犬っこまつりの期間中には、民俗芸能発表会や、川連漆器総合展示会など、湯沢市ならではの様々なイベントが開催されます。犬っこまつりはもちろん、他のイベントにも足を運んでみるのはいかがでしょうか。
六郷のカマクラ
秋田県仙北郡美郷町で冬に行われているのが六郷のカマクラです。もともとは豊作祈願のお祭りとして行われており、700年以上もの長い歴史があります。
雪でかまくらを作って過ごすような行事ではありません。2月半ばの小正月の4日間がお祭りの期間となっており、初日に行われる蔵開き・天筆書初めから始まって、最終日の竹うち・天筆焼きまでがお祭りの重要な流れです。この祭りの流れが700年以上前から形を変えずに残っており、昭和57年には国の重要無形民俗文化財に指定されました。
特に竹うちは、8mほどある長い青竹を、地域の若い男性たちが南北に分かれて激しく打ち合いをします。その迫力は、一度見たら忘れられないでしょう。ただ、雪が足りていないと中止になることもあります。
十和田湖冬物語
花火大会は夏に行われるものですが、冬にあることもあります。

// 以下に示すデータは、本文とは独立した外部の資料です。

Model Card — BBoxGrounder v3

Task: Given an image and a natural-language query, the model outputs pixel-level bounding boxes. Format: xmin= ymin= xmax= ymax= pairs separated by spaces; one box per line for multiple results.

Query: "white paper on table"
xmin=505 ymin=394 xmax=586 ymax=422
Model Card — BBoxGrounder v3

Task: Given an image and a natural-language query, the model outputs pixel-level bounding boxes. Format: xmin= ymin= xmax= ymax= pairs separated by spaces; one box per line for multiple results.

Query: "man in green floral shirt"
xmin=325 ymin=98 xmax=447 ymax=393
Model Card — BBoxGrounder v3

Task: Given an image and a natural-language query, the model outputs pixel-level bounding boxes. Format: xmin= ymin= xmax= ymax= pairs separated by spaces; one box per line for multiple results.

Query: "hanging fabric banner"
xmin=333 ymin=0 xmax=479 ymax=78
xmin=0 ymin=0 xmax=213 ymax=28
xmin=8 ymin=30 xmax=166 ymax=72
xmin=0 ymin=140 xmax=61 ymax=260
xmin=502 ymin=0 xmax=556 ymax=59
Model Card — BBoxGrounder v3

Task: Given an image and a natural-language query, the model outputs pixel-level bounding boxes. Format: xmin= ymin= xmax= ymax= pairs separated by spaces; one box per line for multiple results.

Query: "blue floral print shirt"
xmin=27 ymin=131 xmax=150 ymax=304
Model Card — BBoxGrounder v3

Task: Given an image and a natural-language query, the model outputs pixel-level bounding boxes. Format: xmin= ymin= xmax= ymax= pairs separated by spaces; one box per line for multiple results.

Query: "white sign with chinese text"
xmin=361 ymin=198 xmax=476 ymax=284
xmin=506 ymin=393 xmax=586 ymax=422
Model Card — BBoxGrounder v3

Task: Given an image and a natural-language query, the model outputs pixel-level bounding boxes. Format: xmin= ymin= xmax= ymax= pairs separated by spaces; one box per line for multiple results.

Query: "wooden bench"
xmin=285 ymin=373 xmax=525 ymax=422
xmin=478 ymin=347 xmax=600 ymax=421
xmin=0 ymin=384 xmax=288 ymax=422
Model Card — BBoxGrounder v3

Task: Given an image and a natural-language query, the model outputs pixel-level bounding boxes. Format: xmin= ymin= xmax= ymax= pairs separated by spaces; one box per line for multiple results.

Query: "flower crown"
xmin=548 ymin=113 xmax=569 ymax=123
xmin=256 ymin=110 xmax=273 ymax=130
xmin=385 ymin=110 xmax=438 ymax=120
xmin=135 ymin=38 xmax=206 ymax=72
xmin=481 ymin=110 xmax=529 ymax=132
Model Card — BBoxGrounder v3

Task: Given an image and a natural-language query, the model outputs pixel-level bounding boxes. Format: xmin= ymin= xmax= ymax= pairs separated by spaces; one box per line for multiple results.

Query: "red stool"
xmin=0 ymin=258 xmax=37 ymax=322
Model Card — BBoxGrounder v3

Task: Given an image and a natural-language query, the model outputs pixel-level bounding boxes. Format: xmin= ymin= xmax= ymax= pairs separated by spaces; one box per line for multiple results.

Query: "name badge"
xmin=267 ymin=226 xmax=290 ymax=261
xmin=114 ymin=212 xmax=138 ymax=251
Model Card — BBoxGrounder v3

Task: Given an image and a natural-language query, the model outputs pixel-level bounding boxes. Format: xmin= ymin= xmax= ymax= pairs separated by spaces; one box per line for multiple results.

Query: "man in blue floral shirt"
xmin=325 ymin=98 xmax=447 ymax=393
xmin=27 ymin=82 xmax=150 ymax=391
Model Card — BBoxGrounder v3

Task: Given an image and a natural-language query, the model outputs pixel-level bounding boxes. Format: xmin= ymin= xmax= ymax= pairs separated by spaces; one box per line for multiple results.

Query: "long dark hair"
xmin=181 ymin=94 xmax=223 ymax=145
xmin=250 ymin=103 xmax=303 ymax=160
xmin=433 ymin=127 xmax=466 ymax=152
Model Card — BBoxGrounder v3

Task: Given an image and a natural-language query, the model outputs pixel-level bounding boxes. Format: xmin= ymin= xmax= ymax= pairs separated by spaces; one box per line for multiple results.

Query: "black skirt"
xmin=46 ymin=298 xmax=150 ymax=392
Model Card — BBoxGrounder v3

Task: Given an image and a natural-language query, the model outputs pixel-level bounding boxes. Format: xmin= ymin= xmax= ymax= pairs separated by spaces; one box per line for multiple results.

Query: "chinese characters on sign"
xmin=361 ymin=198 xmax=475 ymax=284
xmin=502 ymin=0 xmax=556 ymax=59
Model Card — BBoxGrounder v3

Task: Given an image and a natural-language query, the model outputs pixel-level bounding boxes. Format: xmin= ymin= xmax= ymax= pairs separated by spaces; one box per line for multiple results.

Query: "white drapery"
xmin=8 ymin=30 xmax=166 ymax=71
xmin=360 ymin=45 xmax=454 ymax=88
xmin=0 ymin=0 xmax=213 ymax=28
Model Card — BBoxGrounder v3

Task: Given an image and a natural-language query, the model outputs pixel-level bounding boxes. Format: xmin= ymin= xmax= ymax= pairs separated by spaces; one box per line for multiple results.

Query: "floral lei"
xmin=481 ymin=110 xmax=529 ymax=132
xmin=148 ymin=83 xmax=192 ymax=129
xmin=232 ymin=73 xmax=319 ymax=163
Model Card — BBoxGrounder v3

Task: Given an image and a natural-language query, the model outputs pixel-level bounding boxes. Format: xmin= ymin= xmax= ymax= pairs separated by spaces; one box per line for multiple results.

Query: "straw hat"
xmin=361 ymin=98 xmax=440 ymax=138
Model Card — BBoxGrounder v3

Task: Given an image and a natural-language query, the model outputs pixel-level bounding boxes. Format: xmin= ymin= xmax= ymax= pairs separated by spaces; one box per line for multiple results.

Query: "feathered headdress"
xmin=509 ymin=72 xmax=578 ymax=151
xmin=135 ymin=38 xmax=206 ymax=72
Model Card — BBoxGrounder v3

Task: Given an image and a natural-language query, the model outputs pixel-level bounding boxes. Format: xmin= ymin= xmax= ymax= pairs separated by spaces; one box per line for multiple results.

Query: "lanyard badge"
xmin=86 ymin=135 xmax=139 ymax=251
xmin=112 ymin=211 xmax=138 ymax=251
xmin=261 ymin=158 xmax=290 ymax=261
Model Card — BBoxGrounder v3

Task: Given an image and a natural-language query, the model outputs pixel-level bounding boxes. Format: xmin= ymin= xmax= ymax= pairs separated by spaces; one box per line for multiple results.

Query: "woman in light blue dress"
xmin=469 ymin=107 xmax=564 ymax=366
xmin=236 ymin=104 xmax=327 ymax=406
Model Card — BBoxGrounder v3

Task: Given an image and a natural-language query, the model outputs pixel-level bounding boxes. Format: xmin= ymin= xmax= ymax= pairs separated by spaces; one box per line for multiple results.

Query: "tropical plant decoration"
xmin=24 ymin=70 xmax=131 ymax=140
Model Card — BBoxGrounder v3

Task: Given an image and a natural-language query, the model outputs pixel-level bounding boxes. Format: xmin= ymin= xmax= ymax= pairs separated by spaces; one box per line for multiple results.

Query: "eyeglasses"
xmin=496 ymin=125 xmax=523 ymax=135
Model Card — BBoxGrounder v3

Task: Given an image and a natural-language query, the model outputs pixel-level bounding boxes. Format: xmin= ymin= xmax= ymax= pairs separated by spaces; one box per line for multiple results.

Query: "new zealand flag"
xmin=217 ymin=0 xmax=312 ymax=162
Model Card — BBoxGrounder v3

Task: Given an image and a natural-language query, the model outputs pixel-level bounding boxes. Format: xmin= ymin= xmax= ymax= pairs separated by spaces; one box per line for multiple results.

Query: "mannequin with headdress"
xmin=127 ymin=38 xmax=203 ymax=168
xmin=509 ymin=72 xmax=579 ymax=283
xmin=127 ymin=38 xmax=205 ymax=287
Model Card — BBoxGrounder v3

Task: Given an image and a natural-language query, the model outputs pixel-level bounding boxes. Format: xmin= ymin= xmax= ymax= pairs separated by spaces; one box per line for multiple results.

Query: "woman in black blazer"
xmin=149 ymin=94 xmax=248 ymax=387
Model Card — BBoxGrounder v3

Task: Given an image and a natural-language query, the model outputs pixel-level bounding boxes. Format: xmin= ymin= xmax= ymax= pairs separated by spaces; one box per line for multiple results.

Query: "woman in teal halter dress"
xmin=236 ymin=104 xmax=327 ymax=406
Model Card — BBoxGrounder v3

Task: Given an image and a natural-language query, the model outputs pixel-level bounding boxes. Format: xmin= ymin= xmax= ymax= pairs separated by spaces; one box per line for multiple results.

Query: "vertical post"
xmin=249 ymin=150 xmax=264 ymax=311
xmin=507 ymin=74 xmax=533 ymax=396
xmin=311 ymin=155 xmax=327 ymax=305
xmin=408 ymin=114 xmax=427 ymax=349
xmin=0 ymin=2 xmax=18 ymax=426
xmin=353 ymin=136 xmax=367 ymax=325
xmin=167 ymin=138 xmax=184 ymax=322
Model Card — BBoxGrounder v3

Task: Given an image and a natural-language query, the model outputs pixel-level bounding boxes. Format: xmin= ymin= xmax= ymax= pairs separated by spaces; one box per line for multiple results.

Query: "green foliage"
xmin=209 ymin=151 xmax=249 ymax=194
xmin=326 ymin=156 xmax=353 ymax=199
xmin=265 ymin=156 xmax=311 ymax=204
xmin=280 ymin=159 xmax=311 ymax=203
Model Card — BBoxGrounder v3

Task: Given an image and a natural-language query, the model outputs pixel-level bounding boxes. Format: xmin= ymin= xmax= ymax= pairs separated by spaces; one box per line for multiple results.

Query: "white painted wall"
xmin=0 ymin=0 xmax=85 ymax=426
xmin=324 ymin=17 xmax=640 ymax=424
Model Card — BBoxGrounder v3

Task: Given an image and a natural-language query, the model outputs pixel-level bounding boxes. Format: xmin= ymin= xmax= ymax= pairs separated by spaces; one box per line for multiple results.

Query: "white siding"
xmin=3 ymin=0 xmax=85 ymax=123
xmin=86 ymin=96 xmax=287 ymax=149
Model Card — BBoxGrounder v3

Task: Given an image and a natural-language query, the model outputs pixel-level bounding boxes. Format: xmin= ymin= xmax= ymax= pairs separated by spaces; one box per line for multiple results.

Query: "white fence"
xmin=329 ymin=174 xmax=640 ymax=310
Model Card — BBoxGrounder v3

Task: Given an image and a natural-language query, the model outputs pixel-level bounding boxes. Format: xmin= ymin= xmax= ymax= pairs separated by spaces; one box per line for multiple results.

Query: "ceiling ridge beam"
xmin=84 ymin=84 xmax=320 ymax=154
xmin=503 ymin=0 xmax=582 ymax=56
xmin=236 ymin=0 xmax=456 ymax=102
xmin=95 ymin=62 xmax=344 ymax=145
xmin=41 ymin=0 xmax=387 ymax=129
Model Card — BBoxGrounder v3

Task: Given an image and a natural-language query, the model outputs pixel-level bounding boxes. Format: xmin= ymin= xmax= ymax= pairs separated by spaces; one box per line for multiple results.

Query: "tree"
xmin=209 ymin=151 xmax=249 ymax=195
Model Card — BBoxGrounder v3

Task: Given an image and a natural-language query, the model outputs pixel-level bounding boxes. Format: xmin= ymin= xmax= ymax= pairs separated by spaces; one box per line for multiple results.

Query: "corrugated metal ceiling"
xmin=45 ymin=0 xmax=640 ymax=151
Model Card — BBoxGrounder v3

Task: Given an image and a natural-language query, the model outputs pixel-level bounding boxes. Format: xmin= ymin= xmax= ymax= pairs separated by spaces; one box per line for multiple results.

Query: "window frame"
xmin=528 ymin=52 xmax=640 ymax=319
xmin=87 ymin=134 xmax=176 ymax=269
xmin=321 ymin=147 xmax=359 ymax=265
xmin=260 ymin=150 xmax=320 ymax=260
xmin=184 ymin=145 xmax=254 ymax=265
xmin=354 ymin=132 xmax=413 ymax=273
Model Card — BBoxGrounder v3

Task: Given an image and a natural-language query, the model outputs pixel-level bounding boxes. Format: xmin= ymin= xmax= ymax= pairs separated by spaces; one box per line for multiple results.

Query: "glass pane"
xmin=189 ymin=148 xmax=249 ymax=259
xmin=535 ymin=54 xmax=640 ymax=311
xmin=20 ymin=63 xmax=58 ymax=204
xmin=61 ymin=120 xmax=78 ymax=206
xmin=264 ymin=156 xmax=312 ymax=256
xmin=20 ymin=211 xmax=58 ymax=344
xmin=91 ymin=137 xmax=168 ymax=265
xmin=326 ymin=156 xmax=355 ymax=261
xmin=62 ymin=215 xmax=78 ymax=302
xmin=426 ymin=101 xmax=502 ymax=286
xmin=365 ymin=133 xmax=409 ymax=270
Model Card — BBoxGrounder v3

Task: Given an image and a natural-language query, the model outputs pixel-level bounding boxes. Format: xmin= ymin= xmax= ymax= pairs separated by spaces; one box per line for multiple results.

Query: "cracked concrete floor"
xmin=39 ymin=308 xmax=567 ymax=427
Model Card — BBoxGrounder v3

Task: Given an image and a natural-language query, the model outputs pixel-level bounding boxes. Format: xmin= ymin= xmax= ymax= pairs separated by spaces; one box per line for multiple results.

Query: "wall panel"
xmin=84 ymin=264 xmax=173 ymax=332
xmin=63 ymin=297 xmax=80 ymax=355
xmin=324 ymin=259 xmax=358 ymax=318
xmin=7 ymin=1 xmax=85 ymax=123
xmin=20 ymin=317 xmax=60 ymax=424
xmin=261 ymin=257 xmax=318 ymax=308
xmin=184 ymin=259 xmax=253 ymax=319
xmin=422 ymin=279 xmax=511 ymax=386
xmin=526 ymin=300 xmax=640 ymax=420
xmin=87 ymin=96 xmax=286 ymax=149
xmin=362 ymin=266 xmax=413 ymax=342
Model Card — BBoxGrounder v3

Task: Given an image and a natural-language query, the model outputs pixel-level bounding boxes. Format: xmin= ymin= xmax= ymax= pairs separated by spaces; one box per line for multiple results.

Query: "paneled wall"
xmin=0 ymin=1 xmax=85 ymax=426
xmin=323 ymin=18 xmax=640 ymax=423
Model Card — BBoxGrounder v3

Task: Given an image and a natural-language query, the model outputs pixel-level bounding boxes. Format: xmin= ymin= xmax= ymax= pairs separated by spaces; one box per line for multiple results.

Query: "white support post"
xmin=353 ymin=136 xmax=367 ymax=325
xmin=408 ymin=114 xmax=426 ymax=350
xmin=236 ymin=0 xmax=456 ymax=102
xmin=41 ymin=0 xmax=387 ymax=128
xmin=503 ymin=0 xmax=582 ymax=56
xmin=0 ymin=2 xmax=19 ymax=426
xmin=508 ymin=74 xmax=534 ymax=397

そんな冬の花火大会の1つが十和田湖冬物語です。
冬の澄んだ空に打ち上がる花火が眺められます。入場料等は特に必要なく、無料で見ることができます。花火大会前の期間には、音楽と花火がマッチングした美しいショーが開催されたり、雪灯り横丁という屋台村で屋台料理が食べられます。温かい屋台料理を食べながら、美しい花火が楽しめます。
また、メッセージ付き花火も受付しています。1玉7,000円で、伝えたい思いを花火にして届けられます。思い出に残る花火を見てもらいたい時におすすめです。
峨瓏大滝ライトアップ
峨瓏大滝ライトアップは、藤里町の美しい自然が織りなす幻想的なイベントです。落差12メートルの滝が寒気で凍りつき、氷瀑(ひょうばく)と呼ばれる神秘的な姿を見せます。この現象を青白いライトで照らすことで、まるで時間が止まったかのような青の世界が広がります。
特に夕方から夜にかけて、滝が青から紫へと変化する光景は圧巻で、多くの人々を魅了します。この冬だけの特別な景色を、暖かい服装でぜひ体験してみてください。
比内とりの市
秋田県の郷土料理といえばきりたんぽ鍋ですが、きりたんぽ鍋の中に入れる具材といえば比内地鶏が最初に思い浮かぶ人が多いのではないでしょうか。そんな比内地鶏をメインにしたイベントが比内とりの市です。
会場の中央にある神殿では、比内鶏の供養と、食鳥の霊に感謝するための「感謝祭」と神楽の奉納が行われます。特設ステージでは、郷土芸能が見られたり、比内地鶏卵キャッチなどのイベントが行われます。
比内地鶏のきりたんぽ鍋や焼き鳥、大人気の千羽焼きといった、比内地鶏の料理を食べることができるのもこのイベントならではです。比内地鶏を、見る・遊ぶ・買う・食べるの4要素で楽しめます。
刈和野の大綱引き
大仙市で毎年2月ごろに行われる、迫力満点の綱引きが刈和野の大綱引きです。上町と呼ばれる二日町と、下町と呼ばれる五日町の2つの地域に分かれて綱引きを行います。
行事になるのですから、ただの綱引きではありません。使われている綱は、なんと直径約80cm、雄綱約64m、雌綱約50mもあり、大きさは国内でも最大級です。
実は、室町時代から行われている行事であり、国の重要無形民俗文化財にも指定されています。上町が勝つと米の値段が上がり、下町が勝つと豊作になるという言い伝えもあります。
当日飛び入り参加も可能で、毎年多くの人が参加しています。
まとめ
秋田県の冬のイベントは様々なものがありますが、カジュアルなイベントはもちろん、重要文化財に指定されるほどの歴史を持つ行事もあり、行事を通して歴史を体感することができます。
イベントには秋田県をより実感できるものが満載です。冬のイベントの日程に合わせて旅行するのもおすすめです。